To achieve its vision of providing the World Class services, EEU has undertaken an exercise to redefine the way business is done by creating a framework of new organizational structure & business processes. A “To-Be” IT Application Architecture is defined to support the operations and management of the company in order to achieve the Objective of Customer Centricity and Operational Excellence. This prestigious ICT transformation project for new software applications along with deployment of state of the art infrastructure has been initiated with the purpose to establish a platform for EEU’s long term ICT strategy for Capacity Building and sustainable growth.

Under an International Competitive bidding process, EEU has awarded the contract for Implementation of the project “Supply & Installation of Enterprise Resource Planning (ERP), Customer Centric Applications (CCA) and Decision Support System (DSS), including Supply and Installation of IT infrastructure at Ethiopian Electric Utility (EEU)” to Tech Mahindra.

Tech Mahindra (TechM) is India’s 5th Largest Software Services Company (USD 3.8 billion in revenue, employing 103,600+ professionals across 90 countries), with rich and varied experience in ERP and other technologies across various Industry verticals. Tech Mahindra has prominent presence in the continent of Africa and serves around 60 customers in the region and has implemented more than 150+ life cycle projects.

  1. Historical Background of Enterprise Resource Planning (ERP)
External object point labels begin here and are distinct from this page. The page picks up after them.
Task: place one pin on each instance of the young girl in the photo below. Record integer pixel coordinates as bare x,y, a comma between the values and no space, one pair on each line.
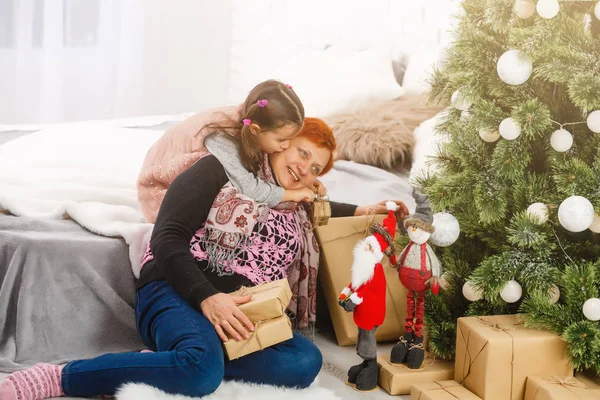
237,136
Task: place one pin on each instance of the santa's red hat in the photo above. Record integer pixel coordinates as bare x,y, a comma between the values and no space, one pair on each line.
386,232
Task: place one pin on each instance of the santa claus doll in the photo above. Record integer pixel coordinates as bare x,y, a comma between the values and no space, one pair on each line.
419,270
365,297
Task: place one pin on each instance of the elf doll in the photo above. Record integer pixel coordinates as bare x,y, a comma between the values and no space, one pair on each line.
419,270
365,297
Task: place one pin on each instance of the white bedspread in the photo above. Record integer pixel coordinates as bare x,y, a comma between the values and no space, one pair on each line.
86,172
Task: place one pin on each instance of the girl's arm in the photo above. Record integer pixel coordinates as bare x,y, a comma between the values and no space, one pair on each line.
226,151
183,211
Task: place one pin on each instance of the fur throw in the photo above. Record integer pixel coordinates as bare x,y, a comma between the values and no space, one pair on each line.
381,134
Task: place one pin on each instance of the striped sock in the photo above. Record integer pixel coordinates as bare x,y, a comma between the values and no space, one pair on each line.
39,382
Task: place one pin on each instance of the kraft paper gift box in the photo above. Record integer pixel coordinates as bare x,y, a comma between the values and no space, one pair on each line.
555,388
445,390
266,333
398,379
269,300
496,354
337,240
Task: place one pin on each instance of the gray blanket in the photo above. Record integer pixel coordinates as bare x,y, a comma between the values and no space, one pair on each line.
65,293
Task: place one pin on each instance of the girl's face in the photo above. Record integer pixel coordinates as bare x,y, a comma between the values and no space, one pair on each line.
300,164
276,140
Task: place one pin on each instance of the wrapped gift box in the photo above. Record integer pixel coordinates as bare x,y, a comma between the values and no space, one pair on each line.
398,379
555,388
444,390
337,240
269,300
266,333
495,355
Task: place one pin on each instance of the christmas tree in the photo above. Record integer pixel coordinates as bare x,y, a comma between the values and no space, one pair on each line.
520,170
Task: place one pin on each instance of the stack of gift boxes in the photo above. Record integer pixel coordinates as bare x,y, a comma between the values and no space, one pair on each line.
266,311
497,358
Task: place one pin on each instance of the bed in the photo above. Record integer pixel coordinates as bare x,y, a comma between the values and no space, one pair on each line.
72,235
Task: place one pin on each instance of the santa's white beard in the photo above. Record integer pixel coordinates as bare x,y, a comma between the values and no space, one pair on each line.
365,259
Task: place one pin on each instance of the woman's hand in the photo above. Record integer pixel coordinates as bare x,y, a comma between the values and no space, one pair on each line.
222,311
379,208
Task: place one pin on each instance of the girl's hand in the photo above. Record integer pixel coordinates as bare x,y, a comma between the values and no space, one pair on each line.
379,208
222,311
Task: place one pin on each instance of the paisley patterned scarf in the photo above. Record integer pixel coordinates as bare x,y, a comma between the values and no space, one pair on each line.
234,227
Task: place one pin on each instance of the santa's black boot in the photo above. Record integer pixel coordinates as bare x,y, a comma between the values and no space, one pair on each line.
368,378
416,353
354,371
400,350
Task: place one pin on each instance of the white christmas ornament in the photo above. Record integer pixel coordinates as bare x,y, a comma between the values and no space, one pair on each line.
591,309
524,8
595,227
514,67
593,119
489,136
547,8
538,212
561,140
553,294
511,292
576,214
460,102
509,129
470,292
447,229
443,282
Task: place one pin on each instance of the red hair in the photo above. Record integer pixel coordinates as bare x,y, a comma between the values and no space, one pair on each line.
318,132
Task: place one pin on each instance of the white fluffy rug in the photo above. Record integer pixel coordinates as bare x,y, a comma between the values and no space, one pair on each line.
231,391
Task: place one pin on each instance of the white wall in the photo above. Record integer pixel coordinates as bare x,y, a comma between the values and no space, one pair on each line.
166,56
267,33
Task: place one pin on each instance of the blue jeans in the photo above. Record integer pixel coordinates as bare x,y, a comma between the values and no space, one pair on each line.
188,358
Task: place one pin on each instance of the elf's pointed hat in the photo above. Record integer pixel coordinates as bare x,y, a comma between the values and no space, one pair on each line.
422,217
386,232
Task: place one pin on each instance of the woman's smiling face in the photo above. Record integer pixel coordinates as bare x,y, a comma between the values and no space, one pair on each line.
299,165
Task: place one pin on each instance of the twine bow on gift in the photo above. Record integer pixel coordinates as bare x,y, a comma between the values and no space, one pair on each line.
506,328
498,326
441,387
566,383
252,290
321,211
569,383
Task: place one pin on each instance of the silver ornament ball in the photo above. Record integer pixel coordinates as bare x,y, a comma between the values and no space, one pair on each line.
447,229
561,140
511,292
538,213
509,129
470,292
576,214
489,136
514,67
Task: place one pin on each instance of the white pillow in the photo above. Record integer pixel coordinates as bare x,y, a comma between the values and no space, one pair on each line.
340,79
419,69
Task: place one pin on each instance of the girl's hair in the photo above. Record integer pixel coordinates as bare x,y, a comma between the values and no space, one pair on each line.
283,107
318,132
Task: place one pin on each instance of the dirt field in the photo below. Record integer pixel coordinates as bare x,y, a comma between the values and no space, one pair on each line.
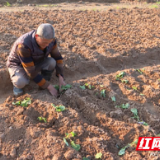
97,45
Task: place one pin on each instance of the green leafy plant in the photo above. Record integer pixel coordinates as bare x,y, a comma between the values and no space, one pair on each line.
113,98
122,151
135,112
98,155
18,103
71,134
83,87
23,103
8,4
26,102
120,75
65,141
89,86
73,145
59,108
84,158
138,70
134,88
125,81
144,123
124,106
103,93
77,147
42,119
63,88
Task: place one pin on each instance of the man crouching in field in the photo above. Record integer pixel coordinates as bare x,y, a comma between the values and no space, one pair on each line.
29,56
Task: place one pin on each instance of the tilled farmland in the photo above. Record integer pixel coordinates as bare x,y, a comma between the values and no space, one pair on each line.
111,61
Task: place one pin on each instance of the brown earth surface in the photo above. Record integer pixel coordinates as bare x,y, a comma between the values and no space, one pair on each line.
96,46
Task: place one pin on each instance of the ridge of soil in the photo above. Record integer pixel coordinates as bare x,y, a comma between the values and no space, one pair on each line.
96,46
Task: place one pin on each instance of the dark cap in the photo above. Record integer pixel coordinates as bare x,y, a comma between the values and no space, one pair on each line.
46,31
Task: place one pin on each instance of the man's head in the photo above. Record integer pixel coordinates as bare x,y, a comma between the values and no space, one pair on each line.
45,35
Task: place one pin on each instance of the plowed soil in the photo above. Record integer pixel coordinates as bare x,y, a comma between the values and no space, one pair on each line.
96,46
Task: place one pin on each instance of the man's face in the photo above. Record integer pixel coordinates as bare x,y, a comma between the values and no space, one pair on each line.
42,42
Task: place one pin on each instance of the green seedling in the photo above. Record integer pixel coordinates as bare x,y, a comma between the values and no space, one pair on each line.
124,81
154,6
89,86
82,87
113,98
68,136
84,158
134,88
139,71
59,108
63,88
71,134
65,141
77,147
120,75
8,4
23,103
26,102
124,106
98,155
103,93
122,151
144,123
42,119
135,112
18,103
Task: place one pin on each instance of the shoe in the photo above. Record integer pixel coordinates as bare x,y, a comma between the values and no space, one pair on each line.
17,91
46,74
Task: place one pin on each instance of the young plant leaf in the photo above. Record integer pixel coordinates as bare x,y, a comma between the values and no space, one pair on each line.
98,155
66,87
53,105
77,147
82,87
125,106
42,119
103,94
120,75
86,84
26,102
113,98
139,71
134,111
144,123
60,108
17,103
84,158
134,87
73,134
56,87
65,141
134,142
125,81
122,151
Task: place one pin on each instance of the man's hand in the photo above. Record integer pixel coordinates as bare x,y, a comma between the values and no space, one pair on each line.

The term ERP was coined in 1990 by Gartner, but its roots date to the 1960s. Back then, the concept applied to inventory management and control in the manufacturing sector. Software engineers created programs to monitor inventory, reconcile balances, and report on status. By the 1970s, this had evolved into Material Requirements Planning (MRP) systems for scheduling production processes.

ERP solutions evolved from applications focused on materials requirements and resource planning to automate all back office functions and computer integrated business. The Enterprise Resource Planning (ERP) term came about when software developers were searching for a name that would more aptly describe these broader systems. These new solutions provided functionality that encompassed other applications in addition to manufacturing.

In the 1980s, Material Requirement Planning (MRP) grew to encompass more manufacturing processes, prompting many to call it MRP-II or Manufacturing Resource Planning. By 1990, these systems had expanded beyond inventory control and other operational processes to other back-office functions like accounting and human resources, setting the stage for ERP as we've come to know it.

Today, ERP has expanded to encompass business intelligence (BI) while also handling "front-office" functions such as sales force automation (SFA), marketing automation and ecommerce. With these product advancements and the success stories coming out of these systems, companies in a broad range of industries—from wholesale distribution to ecommerce—use ERP solutions.

ERP systems has evolved from over the past 47 years to meet the demands of businesses in Manufacturing, inventory management, accounting, planning and other departments of a business. The history of ERP software compels of many parts and has showed us how technology and products evolve to meet the needs and requirements of the business. As discussed that many businesses use applications instead of ERP software, therefore it should be remember that ERP tools are complete software packages to meet almost every need of the organization.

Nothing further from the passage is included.